There are posts online that achieve this using ipkg and compiling dependencies. As of this writing (DSM v6), this is no longer needed.

Note: I’m using the root account because I am the only user of that server. Also, this lets me set up a crontab without reloading the cron service between shutdowns and reboots, due to Synology’s peculiar cron management system. Keep this in mind if you are on a shared NAS.

Make sure you checked the Gmail setup beforehand.

Initial Setup

  1. Log onto DSM, and install Python via the Package Manager.

  2. Enable SSH in the Control Panel, under “Terminal & SNMP”.

  3. Open a terminal and log in via SSH. You will be prompted for your password.

  4. Switch to root. Use your password again:

     sudo -i
    
  5. Download and install the Python Package Index:

     wget https://bootstrap.pypa.io/get-pip.py && python get-pip.py
    
  6. Remove the pip setup script, and install gmvault:

     rm get-pip.py && pip install gmvault
    
  7. Create a folder to store the backups, otherwise they’ll go to $HOME/gmvault-db:

     mkdir /volume1/gmvault
    
  8. Run gmvault. Notice the --emails-only option since I don’t care about chats, and -d flag with my custom backup path:

    gmvault sync [email protected] --emails-only -d /volume1/gmvault/your_account\@gmail.com/
    

It will run for a while now. Repeat steps 7 and 8 if you have multiple accounts.

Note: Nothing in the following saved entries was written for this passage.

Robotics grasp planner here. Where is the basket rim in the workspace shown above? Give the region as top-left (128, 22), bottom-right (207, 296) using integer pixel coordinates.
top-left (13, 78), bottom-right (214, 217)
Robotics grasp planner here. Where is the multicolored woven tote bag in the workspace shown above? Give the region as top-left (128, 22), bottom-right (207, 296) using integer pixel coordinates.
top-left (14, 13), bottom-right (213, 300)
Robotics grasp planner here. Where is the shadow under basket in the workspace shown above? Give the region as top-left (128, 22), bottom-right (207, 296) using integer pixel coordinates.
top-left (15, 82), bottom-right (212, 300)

Automated backups with cron

Now, let’s set up a cron job to have daily backups.

  1. Open the crontab:

     vi /etc/crontab
    
  2. Edit the crontab. For daily/weekly backups you can use -t quick. Note that entries must be delimited by tabs. This will run daily at 2AM :

    0 2 * * * root  gmvault sync [email protected] --resume -t quick --emails-only -d /volume1/gmvault/your_account\@gmail.com/
    
  3. Save your crontab and restart the cron service:

    synoservice -restart crond
    

You’re all set!

Update (May, 25th 2018): A previous version of this article included a crontab that ran every minute for an hour, instead of once at a given hour. Thanks Kristian for the tip!